Pressemitteilung

Luthers Frage nach der Rechtfertigung vor Gott bleibt aktuell

Reformationstag

  • Nr. 149
  • 31.10.2005
  • 3410 Zeichen

 Sperrfrist 31.10.2005, 6 Uhr – Es gilt das gesprochene Wort!



Anlässlich des heutigen (31. Oktober 2005) Reformationstages unterstreicht Präses Nikolaus Schneider die Aktualität der Frage Martin Luthers nach der Rechtfertigung des Menschen vor Gott. Auch wenn die „Frage nach unserem ewigen Seelenheil“ unser alltägliches Denken und Handeln nur noch wenig bestimme, habe sich Luthers Frage, wie der Mensch vor Gott bestehen kann, nicht erledigt, betont der 58-jährige Theologe, weil es „ja nicht nur um die Frage nach dem ewigen Leben des einzelnen Menschen im Jenseits geht. Hatte dieser Aspekt im Mittelalter das Schwergewicht, so ist für uns der andere Aspekt, nämlich unser gerechtes Leben auf der Erde, wichtiger geworden.

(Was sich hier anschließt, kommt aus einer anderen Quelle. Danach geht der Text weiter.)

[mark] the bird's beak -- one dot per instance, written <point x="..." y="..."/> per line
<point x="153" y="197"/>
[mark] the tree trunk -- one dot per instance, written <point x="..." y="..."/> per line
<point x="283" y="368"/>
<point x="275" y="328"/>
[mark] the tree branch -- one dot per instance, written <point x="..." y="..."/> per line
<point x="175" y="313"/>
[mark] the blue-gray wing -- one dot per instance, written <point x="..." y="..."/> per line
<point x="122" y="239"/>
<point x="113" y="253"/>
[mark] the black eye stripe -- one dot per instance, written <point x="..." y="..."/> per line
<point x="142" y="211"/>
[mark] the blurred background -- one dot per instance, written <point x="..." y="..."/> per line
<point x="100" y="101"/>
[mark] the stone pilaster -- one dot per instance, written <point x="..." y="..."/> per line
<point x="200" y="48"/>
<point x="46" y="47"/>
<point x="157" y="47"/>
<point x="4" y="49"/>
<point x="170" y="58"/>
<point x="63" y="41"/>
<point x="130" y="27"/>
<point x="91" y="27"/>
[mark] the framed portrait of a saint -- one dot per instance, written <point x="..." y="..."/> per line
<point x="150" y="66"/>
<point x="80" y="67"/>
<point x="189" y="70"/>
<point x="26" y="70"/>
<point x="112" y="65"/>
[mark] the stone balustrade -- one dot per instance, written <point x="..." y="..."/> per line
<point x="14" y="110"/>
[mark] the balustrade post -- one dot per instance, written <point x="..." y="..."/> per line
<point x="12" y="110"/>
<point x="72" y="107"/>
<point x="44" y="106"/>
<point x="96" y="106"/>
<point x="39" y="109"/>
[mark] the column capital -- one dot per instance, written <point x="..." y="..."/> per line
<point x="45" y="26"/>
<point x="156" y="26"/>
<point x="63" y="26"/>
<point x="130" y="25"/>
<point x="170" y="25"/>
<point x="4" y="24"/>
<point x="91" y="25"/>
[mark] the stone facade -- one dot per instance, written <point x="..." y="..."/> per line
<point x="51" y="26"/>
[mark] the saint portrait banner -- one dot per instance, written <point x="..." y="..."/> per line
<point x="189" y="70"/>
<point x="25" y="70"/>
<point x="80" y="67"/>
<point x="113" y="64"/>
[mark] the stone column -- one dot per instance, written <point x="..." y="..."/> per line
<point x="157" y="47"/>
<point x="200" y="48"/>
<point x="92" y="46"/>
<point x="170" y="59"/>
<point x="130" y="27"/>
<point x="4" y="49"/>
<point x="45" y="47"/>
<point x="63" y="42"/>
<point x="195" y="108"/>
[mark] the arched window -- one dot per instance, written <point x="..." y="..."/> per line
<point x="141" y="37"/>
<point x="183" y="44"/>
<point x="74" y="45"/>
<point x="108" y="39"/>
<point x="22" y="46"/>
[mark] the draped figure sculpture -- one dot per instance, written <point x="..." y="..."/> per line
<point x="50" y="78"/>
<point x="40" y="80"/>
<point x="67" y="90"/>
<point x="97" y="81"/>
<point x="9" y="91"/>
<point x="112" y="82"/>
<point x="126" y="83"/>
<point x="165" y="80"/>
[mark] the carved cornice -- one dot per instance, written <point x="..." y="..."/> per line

Die Frage nach der Gerechtigkeit Gottes und nach unserer Rechtfertigung vor Gott umschließt beides, das Diesseits und das Jenseits, also unsere Lebens- und Sterbenserfahrungen und unsere Auferstehungshoffnungen.“


Heute, 488 Jahre nachdem der Mönch und Reformator seine 95 Thesen an die Schlosskirche zu Wittenberg geschlagen hat, lebten die Menschen in anderen Zwängen und mit anderen Ängsten als die Menschen des Mittelalters, erklärt Präses Schneider: „So brauchen wir heutigen Christinnen und Christen in der Regel nicht die Erlösung und Befreiung von einem übersteigerten Bemühen, uns durch gute Werke, asketische Bußübungen oder den Kauf von Ablassbriefen die Gerechtigkeit vor Gott zu verdienen oder zu erkaufen. Aber brauchen wir nicht Befreiung und Erlösung von übersteigerten Erwartungen an uns selbst und unsere Lebenspartner? Brauchen wir nicht Erlösung und Befreiung von Lebenslügen und menschlichen Allmachtsphantasien? Brauchen wir nicht Erlösung und Befreiung von Todesverdrängung und Gegenwartsüberhöhung?“


Unverdientes Geschenk Gottes


Die Rechtfertigung „allein durch Glauben“, die Luther nach Jahren quälenden Suchens als Antwort auf seine Frage „Wie werde ich gerecht vor Gott?“ im Römer-Brief des Apostels Paulus gefunden habe, bedeute auch: „Im Glauben an die Liebe und Gegenwart Gottes bekommen wir unsere unantastbare Menschenwürde geschenkt!“ Gott habe uns Menschenwürde verliehen „nicht weil wir besonders fromm, besonders klug oder besonders schön sind. Unsere Menschenwürde ist nicht abhängig von einer intakten Gesundheit, besonderer Leistungsfähigkeit oder einer ausgewogenen Persönlichkeit. Er schenkt uns unsere Gerechtigkeit und unsere menschliche Würde  – ohne unser Verdienst und unsere Würdigkeit!“ so der oberste Repräsentant der mit knapp drei Millionen Mitgliedern zweitgrößten deutschen Landeskirche.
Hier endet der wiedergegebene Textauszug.